Though advocates are believed to see the annual report as a company's "flagship document" and a key "positioning tool", there is an increasingly widely-held view that the report - which typically costs several hundred thousand pounds a year to prepare (and no doubt often involves many hours of directors' time spent on photo-shoots) - serves little purpose beyond satisfying legal requirements.
So, what is to be done? Tonight the Institute of Chartered Accountants' financial reporting committee hosts a debate focusing on how performance should be reported. But more interestingly perhaps, two of the latest suggestions come from the design community. While they accept that technological developments mean that many of the regulatory elements can be filed that way, both Thumb, a design consultancy with extensive experience of producing annual reports, and The Hamiltons, a strategic design consultancy, see benefits in something tangible, albeit somewhat different from that which currently exists.
In a recently prepared briefing on "the role and future of the annual report", Thumb is rather circumspect about putting forward a definitive solution to the problem. Instead, it prefers to take the line that the current situation throws up a number of debating points, such as Is the annual report a piece of corporate communication or a marketing tool? and What is the role of technology?
However, it does suggest that such a document should be part of a "continuous communication process", with key elements being consistent communication of company values and communication of the formula for generating sustainable success. It also sees an enhanced role - particularly among ordinary shareholders - for the summary financial statement that is proving increasingly popular with companies.

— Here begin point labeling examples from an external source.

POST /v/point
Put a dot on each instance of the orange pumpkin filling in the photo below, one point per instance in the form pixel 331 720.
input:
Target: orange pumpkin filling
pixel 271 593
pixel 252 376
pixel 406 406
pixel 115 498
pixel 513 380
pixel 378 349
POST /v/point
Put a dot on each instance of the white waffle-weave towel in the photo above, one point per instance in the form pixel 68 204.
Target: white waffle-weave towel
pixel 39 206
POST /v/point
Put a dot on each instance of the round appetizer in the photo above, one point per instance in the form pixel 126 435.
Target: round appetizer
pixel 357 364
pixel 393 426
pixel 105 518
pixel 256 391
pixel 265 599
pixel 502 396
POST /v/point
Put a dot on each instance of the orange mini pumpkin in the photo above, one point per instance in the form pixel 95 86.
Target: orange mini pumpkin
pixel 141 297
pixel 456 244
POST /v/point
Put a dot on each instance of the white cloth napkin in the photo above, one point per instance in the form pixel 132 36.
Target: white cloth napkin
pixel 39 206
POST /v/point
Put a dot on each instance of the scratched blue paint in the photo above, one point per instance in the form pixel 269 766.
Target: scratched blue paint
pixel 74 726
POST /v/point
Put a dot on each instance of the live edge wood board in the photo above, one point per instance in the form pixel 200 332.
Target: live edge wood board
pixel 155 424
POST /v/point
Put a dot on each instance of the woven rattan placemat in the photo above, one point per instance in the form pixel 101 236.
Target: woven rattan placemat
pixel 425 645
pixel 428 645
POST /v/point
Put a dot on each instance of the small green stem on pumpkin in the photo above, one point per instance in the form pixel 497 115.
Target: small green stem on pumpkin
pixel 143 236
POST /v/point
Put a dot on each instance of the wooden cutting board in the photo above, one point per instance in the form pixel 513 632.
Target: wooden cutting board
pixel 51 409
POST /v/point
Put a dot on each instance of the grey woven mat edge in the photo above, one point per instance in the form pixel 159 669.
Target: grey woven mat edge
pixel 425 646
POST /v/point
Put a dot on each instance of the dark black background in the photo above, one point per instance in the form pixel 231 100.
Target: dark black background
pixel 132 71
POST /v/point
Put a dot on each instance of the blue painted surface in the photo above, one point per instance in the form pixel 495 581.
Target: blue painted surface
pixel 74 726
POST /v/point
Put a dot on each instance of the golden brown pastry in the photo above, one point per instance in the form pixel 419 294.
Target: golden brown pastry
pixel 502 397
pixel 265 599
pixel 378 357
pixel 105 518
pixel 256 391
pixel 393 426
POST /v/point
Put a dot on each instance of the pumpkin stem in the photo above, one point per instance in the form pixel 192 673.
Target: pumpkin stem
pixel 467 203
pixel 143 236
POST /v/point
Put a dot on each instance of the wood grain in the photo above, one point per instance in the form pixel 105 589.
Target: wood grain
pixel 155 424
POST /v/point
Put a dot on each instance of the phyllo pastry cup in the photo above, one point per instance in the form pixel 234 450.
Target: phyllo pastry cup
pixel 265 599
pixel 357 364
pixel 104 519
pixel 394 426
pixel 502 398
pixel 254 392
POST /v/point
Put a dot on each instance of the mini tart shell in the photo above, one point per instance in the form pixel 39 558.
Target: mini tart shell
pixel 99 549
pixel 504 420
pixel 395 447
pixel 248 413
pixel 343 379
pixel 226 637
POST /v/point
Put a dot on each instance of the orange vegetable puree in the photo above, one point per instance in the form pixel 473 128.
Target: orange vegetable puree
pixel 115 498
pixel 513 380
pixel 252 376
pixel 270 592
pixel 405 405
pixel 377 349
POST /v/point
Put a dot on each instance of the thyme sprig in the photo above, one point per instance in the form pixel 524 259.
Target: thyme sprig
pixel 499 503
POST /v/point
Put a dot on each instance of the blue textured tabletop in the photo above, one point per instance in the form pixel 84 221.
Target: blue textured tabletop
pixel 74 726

And a broadly similar argument is put forward by The Hamiltons, which launched its "new model" annual report during Design in Business Week last autumn. Following extensive research among the companies that produce reports and the professional investors that use the documents, it came up with a concept based on the three watchwords clarity, honesty and strategy.
Michael Hamilton, senior partner of the consultancy, stresses that the model is not really of his making. "It's the investors who have put it together," he says, claiming that reports are failing because those involved in their production from chief executives and finance directors to corporate affairs officers and designers - have failed to grasp the nettle.
The firm quotes a City analyst saying that companies need to report the bad as well as the good in order to avoid accounts users drawing their own conclusions from reading between the lines as evidence that its approach has support where it matters.
"The City doesn't want anodyne reports on information they already possess," says Mr Hamilton. "Through our initiative, investors are emphatically calling for credible strategic propositions and real evidence of the ability to deliver shareholder value. Our new model will help make this a reality - and produce better value for the hundreds of millions of pounds spent by corporate communications departments."